OCA says Children’s Lawyer records not under MAG’s custody or control

On June 18th the Court of Appeal for Ontario held that the Ministry of the Attorney General is not in custody or control of records in a Children’s Lawyer litigation file even though the Children’s Lawyer, for administrative purposes, is part of MAG. The finding turns on the Children’s Lawyer’s independence and the privacy interests of the children it represents. These kind of contextual factors are important to the custody or control analysis. As stated by the Court, “an organization’s administrative structure is not determinative of custody or control for purposes of FIPPA.”

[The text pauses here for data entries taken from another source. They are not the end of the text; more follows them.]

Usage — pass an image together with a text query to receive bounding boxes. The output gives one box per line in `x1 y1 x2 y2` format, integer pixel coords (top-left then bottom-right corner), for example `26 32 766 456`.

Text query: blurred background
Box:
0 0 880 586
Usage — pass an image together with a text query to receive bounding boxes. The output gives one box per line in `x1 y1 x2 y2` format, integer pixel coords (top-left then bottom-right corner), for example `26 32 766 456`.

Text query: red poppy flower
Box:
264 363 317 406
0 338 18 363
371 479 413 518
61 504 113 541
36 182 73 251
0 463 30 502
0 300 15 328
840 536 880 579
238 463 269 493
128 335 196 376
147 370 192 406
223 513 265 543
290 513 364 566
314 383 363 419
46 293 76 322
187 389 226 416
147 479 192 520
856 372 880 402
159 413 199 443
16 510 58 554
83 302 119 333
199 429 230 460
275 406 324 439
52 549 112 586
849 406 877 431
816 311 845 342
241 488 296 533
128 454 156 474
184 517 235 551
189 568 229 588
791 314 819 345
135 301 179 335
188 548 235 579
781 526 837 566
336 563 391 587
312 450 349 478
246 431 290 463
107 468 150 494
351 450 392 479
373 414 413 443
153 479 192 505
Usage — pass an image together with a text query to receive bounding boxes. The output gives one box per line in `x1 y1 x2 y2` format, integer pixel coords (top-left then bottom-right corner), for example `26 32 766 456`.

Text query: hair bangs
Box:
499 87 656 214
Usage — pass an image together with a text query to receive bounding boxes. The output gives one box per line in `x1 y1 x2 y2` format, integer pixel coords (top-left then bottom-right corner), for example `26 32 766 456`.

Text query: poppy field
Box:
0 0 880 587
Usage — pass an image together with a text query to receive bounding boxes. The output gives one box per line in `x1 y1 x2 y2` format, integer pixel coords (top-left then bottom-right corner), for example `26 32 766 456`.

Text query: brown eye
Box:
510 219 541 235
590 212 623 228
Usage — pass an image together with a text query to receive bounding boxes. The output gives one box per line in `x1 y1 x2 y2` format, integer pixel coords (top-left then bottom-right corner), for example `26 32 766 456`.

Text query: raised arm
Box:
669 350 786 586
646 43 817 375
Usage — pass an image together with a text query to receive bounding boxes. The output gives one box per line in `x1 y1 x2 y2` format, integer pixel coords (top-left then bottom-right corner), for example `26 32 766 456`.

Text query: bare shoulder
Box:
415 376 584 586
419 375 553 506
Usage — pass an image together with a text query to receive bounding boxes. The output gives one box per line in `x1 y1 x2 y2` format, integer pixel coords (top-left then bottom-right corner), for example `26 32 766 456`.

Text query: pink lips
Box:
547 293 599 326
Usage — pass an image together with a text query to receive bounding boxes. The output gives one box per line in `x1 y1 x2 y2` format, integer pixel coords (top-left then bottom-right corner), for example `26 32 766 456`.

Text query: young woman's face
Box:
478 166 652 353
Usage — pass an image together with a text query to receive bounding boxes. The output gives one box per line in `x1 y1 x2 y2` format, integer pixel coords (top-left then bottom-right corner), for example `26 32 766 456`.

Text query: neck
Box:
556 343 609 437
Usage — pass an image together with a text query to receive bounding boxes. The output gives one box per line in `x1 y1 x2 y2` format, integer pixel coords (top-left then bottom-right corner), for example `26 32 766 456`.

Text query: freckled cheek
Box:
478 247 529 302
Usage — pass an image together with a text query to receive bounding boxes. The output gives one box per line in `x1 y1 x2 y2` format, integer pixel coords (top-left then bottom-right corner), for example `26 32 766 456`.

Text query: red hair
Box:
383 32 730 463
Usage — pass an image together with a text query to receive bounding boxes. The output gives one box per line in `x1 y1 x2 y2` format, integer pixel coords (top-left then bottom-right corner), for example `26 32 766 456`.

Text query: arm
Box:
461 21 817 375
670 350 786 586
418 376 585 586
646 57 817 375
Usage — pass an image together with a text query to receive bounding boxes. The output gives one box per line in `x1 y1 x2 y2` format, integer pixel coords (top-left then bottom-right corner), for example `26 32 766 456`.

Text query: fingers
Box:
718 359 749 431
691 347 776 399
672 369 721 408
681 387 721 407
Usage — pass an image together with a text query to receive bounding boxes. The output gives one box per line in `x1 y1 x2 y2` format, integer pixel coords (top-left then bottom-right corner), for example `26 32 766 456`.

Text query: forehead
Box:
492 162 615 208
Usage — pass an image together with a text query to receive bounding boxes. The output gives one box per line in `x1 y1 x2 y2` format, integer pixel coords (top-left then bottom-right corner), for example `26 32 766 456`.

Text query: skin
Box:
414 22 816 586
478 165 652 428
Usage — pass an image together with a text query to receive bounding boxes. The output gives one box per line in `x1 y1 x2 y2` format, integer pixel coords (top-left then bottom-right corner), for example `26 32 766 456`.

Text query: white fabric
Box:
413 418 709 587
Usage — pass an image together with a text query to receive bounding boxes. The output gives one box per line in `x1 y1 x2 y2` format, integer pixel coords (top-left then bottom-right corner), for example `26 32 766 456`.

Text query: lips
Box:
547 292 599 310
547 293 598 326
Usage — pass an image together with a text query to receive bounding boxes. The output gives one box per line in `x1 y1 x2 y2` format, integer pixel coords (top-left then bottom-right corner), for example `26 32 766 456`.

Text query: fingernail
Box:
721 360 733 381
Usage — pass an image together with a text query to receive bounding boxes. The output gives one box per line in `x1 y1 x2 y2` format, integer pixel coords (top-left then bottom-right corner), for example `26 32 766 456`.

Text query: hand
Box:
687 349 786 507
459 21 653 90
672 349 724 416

This decision is consistent with other law that suggests records within an institution are not always in custody or control of an institution – e.g., certain faculty records and personal e-mails. Custody or control is therefore no simple concept to administer and is prone to dispute. At least for now IPC decisions will be subject to judicial review on the correctness standard, another (surprising) finding the Court of Appeal made in rendering its decision.

Ontario (Children’s Lawyer) v. Ontario (Information and Privacy Commissioner), 2018 ONCA 559 (CanLII).


Two significant Ontario FOI cases from 2009

I’ve been preparing a case digest for an upcoming universities conference we’re hosting and summarized these two Ontario FOI cases, both of significance.

April 9th – IPC finds personal e-mails under City’s custody or control

In this order, the IPC held that the City of Ottawa was in custody or control of e-mails its solicitor sent and received in his personal capacity, as a board member of a local Children’s Aid Society. Though acknowledging that the e-mails had nothing to do with City business, it held:

  • The City was in physical possessions of the records, which were stored on its e-mail server.
  • The City had the authority to regulate the use of the e-mail system upon the records were kept even though personal e-mails were excluded from the definition of “business record” under the City’s retention by-law.
  • The City reserved a right to monitor its system for unauthorized use.

The factual basis for this decision is not unique, so it has broad significance for FIPPA and MFIPPA institutions.

The City has filed an application for judicial review.

Order MO-2408, 2009 CanLII 16569 (ON I.P.C.).

August 21st – IPC orders municipality to sue third-party record holder

The IPC issued a compliance order that required a municipality to take “all steps necessary,” including legal action, to obtain records that it decided earlier were under the municipality’s custody or control.

The request was for a model and input data that was in the custody of a third-party consultant who was retained by the municipality to evaluate a proposed landfill site. There was no formal retainer, and after an analyzing the IPC’s traditional “custody or control” factors, in May 2009 the IPC ordered the municipality to “issue a written direction to Jagger Hims to provide the County with the records responsive to the appellant’s request.” The municipality did exactly what the IPC ordered, but the third-party did not cooperate and deliver up the records at issue.

The IPC re-initiated its proceeding. Its compliance order was based in part on a finding that the municipality had a “potent legal basis” for causing the third-party to turn over the records.

Order MO-2449, 2009 CanLII 47235 (ON I.P.C.).